Dito isso, vamos ao que interessa – aqui vale um aviso: contém spoilers do musical. E a primeira pergunta que me veem a mente quando anunciam mais um filme/documentário/série/livro sobre a Família Real ou, especificamente, Lady Di, é: será mesmo necessário? E entendam, não vou ser hipócrita e dizer que não vibro com isso. Não me orgulho, vejam bem, mas assisto muito The Crown e afins. Odeio a monarquia, mas me divirto com os seus problemas domésticos que variam de e se eu reformar o jardim e colocar uma quadra de tênis a se interferirmos nisso podemos causar uma crise institucional que de alguma forma afetará milhares de pessoas. Sério, como ainda existem reis e rainhas?
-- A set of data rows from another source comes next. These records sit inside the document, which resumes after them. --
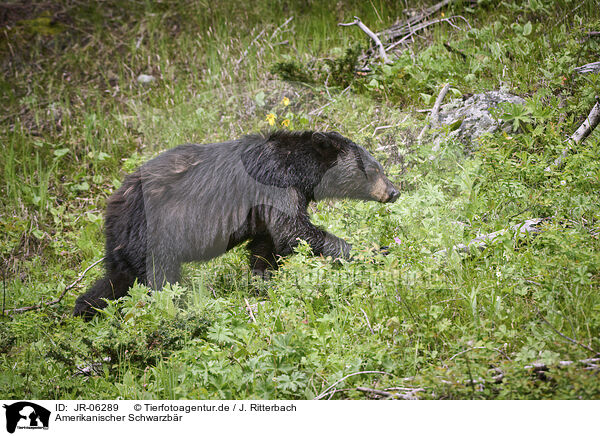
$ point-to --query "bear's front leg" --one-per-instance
(262, 255)
(290, 230)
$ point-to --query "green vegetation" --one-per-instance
(75, 120)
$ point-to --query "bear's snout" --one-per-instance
(393, 195)
(384, 191)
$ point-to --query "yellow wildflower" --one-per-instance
(271, 118)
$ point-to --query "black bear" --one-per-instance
(27, 414)
(195, 202)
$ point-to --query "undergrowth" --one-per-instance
(76, 119)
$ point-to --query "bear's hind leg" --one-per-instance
(110, 287)
(263, 258)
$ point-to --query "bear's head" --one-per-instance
(353, 172)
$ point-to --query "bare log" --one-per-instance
(402, 28)
(594, 67)
(482, 241)
(60, 297)
(326, 391)
(435, 112)
(371, 35)
(413, 30)
(434, 116)
(580, 134)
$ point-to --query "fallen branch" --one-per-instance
(249, 47)
(409, 393)
(586, 347)
(371, 35)
(401, 29)
(285, 23)
(435, 112)
(482, 241)
(594, 67)
(250, 311)
(60, 297)
(580, 134)
(326, 391)
(422, 26)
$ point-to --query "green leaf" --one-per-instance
(260, 99)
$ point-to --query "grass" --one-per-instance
(76, 120)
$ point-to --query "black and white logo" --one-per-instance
(26, 415)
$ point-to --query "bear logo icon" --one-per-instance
(27, 415)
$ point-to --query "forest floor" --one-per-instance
(518, 319)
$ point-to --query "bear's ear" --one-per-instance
(325, 145)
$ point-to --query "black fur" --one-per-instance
(195, 202)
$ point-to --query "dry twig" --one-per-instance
(326, 391)
(60, 297)
(580, 134)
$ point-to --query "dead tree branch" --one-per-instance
(371, 35)
(594, 67)
(580, 135)
(326, 391)
(400, 29)
(60, 297)
(434, 116)
(586, 347)
(412, 31)
(482, 241)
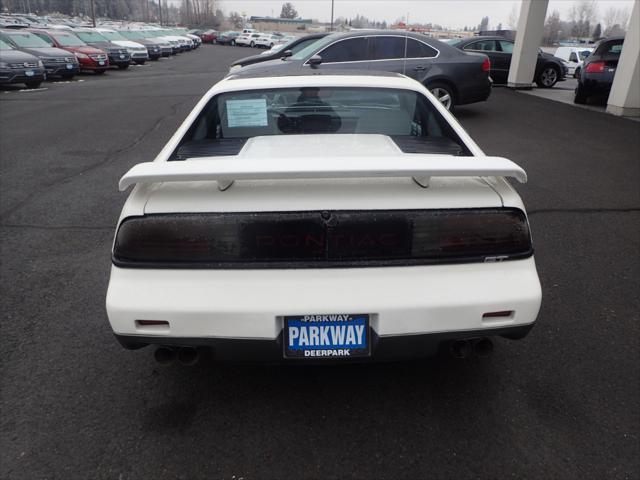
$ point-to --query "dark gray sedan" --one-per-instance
(549, 69)
(453, 76)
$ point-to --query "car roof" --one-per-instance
(314, 73)
(485, 37)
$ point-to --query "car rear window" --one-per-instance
(400, 114)
(612, 48)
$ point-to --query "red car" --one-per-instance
(90, 58)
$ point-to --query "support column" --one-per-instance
(624, 99)
(528, 40)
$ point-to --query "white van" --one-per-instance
(574, 56)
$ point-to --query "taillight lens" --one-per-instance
(595, 67)
(322, 239)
De toda forma, se divertir com a Família Real é uma coisa. Fazer mais produções de uma tragédia é outra. E aqui a minha crítica não vai para o musical em si, que fique claro. É só uma questão geral e que não se limita nem apenas a vida da Diana, mas toda uma noção de pegar determinados fatos históricos e trazê-los de maneira irresponsável para o palco ou para as telas. Essa era a minha maior preocupação em relação à versão musical, e pude descansar quanto a isso. Não há necessariamente um espetáculo em torno de sua morte, mas em torno da sua vida.
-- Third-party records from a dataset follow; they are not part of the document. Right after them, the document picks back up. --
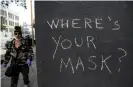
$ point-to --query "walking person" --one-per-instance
(21, 55)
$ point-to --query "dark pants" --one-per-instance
(24, 69)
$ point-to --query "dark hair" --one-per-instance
(17, 29)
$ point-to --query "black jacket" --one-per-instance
(20, 55)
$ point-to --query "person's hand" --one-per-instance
(4, 65)
(28, 62)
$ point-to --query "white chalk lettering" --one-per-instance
(87, 22)
(78, 45)
(104, 62)
(73, 23)
(64, 24)
(66, 64)
(90, 60)
(53, 24)
(97, 20)
(118, 26)
(80, 63)
(57, 44)
(90, 40)
(66, 40)
(125, 54)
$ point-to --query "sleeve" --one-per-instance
(7, 54)
(30, 53)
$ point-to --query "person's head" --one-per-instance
(17, 32)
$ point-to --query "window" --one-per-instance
(16, 24)
(16, 17)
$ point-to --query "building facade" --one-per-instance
(9, 19)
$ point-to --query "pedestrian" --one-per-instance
(21, 54)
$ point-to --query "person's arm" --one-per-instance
(7, 54)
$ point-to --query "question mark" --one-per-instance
(122, 56)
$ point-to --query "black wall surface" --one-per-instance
(95, 51)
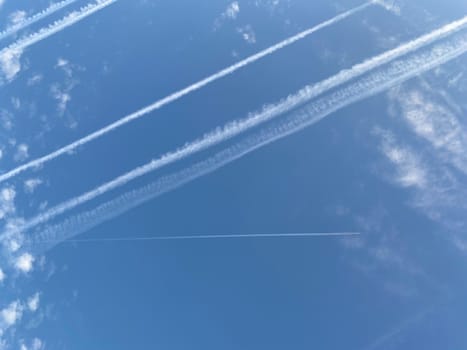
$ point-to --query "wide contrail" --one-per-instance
(35, 18)
(377, 82)
(177, 95)
(268, 113)
(57, 26)
(208, 236)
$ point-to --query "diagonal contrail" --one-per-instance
(207, 236)
(35, 18)
(326, 106)
(177, 95)
(370, 85)
(18, 46)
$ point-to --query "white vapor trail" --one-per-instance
(57, 26)
(210, 236)
(35, 18)
(177, 95)
(268, 113)
(379, 81)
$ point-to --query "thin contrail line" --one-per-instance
(57, 26)
(35, 18)
(179, 94)
(233, 129)
(375, 83)
(207, 236)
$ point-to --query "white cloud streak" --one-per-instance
(367, 86)
(35, 18)
(323, 107)
(12, 52)
(177, 95)
(24, 262)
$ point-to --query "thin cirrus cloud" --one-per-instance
(379, 81)
(26, 22)
(434, 122)
(179, 94)
(10, 55)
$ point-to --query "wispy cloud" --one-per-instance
(25, 263)
(247, 33)
(20, 21)
(230, 13)
(33, 302)
(10, 55)
(11, 314)
(433, 121)
(221, 74)
(372, 84)
(30, 185)
(22, 152)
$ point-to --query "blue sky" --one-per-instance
(387, 160)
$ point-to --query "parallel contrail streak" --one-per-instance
(35, 18)
(374, 83)
(177, 95)
(203, 237)
(57, 26)
(238, 127)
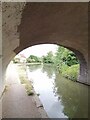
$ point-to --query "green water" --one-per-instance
(61, 98)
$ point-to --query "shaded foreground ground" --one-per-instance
(15, 102)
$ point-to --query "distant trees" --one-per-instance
(64, 60)
(65, 56)
(33, 59)
(48, 58)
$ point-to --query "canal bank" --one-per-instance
(61, 98)
(16, 103)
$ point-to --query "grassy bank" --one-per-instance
(70, 72)
(24, 79)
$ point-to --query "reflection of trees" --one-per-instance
(49, 69)
(33, 67)
(74, 97)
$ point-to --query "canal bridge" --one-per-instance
(28, 24)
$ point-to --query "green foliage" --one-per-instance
(48, 58)
(63, 55)
(16, 60)
(33, 59)
(24, 80)
(71, 72)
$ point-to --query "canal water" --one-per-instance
(61, 98)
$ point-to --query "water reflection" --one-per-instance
(61, 98)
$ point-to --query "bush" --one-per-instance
(71, 72)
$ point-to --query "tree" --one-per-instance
(48, 58)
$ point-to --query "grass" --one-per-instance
(71, 72)
(24, 80)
Querendo ou não, Diana foi uma mulher pública e fez coisas incríveis com os privilégios e o alcance que possuía. Ela tinha plena noção disso. Não se desculpava ou se vangloriava, mas fazia o melhor que podia com o que estava ao seu alcance.
Diana foi uma mulher subestimada. Como tantas outras, ela foi escolhida para ser moldada. Peguem um rostinho bonito, coloquem um vestido bacana e sorria. O modelo perfeito de esposa, certo? Mas esqueceram que ela era mais que isso. Embora toda a sua vida tenha sido sustentada numa aura de fantasia e leveza, Diana era também humana. Imprevisível. Todas as vezes que tentaram prever qual seria o seu próximo passo, Lady Di tomava uma direção oposta e surpreendia.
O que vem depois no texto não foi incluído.